Friday, December 03, 2010
I couldn't have planned it better myself
And the poet who we're studying in the poet study? The one that the students chose*? William Butler YeatsWe sat together at one summer's end,
That beautiful mild woman, your close friend,
And you and I, and talked of poetry.
I said, 'A line will take us hours maybe;
Yet if it does not seem a moment's thought,
Our stitching and unstitching has been naught.
Better go down upon your marrow-bones
And scrub a kitchen pavement, or break stones
Like an old pauper, in all kinds of weather;
For to articulate sweet sounds together
Is to work harder than all these, and yet
Be thought an idler by the noisy set
Of bankers, schoolmasters, and clergymen
The martyrs call the world.'
. . . . . . . . . And thereupon
That beautiful mild woman for whose sake
There's many a one shall find out all heartache
On finding that her voice is sweet and low
Replied, 'To be born woman is to know-
Although they do not talk of it at school-
That we must labour to be beautiful.'
I said, 'It's certain there is no fine thing
Since Adam's fall but needs much labouring.
There have been lovers who thought love should be
So much compounded of high courtesy
That they would sigh and quote with learned looks
Precedents out of beautiful old books;
Yet now it seems an idle trade enough.'
We sat grown quiet at the name of love;
We saw the last embers of daylight die,
And in the trembling blue-green of the sky
A moon, worn as if it had been a shell
Washed by time's waters as they rose and fell
About the stars and broke in days and years.

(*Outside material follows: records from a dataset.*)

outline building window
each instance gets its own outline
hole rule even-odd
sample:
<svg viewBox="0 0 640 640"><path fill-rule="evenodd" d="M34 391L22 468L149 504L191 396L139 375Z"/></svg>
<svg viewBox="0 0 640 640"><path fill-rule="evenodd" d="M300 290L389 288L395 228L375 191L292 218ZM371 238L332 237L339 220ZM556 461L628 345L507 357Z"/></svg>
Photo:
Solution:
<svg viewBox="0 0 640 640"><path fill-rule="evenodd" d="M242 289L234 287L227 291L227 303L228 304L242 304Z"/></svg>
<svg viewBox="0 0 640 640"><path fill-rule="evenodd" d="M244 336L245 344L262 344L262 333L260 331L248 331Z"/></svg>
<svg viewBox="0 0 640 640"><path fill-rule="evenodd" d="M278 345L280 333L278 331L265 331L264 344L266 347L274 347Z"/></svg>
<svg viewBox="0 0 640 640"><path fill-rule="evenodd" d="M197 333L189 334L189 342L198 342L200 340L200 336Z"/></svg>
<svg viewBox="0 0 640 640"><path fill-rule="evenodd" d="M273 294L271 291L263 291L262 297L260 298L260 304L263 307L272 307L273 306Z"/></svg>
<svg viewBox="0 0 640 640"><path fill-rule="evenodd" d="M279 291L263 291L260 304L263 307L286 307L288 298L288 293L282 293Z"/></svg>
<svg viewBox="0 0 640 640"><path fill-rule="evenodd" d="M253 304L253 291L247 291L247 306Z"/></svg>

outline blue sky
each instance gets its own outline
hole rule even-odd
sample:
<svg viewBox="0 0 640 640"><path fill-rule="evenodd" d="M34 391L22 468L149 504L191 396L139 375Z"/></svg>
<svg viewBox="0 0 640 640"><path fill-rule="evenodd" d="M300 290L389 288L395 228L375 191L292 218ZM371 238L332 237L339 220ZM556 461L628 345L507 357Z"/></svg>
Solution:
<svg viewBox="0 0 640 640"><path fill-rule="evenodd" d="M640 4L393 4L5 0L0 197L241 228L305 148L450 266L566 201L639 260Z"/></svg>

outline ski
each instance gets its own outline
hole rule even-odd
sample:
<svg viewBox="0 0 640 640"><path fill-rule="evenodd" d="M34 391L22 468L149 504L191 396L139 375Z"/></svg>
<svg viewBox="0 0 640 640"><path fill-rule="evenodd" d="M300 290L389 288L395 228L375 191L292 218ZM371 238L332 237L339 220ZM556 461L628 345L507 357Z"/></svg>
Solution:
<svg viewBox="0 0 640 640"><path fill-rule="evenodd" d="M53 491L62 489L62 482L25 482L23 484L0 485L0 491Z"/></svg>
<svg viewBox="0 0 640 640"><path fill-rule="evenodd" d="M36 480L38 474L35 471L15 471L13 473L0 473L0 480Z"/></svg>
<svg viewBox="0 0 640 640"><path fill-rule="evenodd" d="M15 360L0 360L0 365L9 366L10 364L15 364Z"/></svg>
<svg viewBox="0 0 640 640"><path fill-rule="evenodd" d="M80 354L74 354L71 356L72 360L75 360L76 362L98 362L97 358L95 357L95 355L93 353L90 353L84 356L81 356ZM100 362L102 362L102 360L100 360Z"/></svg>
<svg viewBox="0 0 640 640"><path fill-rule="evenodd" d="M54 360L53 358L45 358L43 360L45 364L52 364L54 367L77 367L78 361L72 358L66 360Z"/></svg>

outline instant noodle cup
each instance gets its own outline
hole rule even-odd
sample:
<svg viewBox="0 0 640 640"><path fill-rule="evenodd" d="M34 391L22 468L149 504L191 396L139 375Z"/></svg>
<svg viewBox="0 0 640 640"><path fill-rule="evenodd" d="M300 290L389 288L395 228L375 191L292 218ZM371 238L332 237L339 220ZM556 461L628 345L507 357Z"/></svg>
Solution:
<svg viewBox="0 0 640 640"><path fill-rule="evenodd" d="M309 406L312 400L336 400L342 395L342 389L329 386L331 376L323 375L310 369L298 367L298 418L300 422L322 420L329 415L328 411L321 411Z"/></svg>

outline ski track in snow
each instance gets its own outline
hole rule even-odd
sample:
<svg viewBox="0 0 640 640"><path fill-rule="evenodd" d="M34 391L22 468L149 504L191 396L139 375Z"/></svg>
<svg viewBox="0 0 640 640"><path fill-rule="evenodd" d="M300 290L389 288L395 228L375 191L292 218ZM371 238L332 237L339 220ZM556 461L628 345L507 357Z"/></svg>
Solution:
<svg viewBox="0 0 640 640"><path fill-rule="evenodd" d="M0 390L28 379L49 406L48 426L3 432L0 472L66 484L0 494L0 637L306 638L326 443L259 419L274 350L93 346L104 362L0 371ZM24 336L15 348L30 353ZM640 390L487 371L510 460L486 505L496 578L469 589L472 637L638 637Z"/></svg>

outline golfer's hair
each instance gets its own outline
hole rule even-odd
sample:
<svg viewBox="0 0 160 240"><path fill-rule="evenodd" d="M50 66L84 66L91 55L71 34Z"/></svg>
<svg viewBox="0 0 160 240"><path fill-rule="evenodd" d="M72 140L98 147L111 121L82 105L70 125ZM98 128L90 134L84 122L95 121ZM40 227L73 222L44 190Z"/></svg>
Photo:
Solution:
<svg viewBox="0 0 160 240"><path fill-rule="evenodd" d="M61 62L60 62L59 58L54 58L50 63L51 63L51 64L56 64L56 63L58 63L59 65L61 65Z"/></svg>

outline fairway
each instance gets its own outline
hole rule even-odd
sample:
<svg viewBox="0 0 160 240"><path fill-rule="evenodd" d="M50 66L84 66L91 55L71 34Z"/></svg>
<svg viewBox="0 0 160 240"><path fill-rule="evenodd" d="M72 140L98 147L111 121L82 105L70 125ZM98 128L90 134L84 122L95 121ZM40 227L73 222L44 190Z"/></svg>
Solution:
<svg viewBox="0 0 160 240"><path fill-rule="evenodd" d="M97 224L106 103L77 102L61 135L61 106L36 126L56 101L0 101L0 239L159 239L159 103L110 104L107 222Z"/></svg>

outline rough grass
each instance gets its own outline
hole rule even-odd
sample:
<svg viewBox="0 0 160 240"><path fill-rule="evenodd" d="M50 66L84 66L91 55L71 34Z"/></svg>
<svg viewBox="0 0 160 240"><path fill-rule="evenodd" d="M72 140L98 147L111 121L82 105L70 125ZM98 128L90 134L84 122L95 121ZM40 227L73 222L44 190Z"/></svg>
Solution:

I had a thought for no one's but your ears:
That you were beautiful, and that I strove
To love you in the old high way of love;
That it had all seemed happy, and yet we'd grown
As weary-hearted as that hollow moon.
1903
Couldn't have planned that better myself.
*Actually, there were two proposals tied for the highest number of votes. But as brilliant and interesting as the proposal to study Dr. Seuss's poetry might have been, I broke the tie by picking Yeats, thus reinforcing conventionality. But for a second year course, a survey, it seems to me that conventionality is entirely appropriate.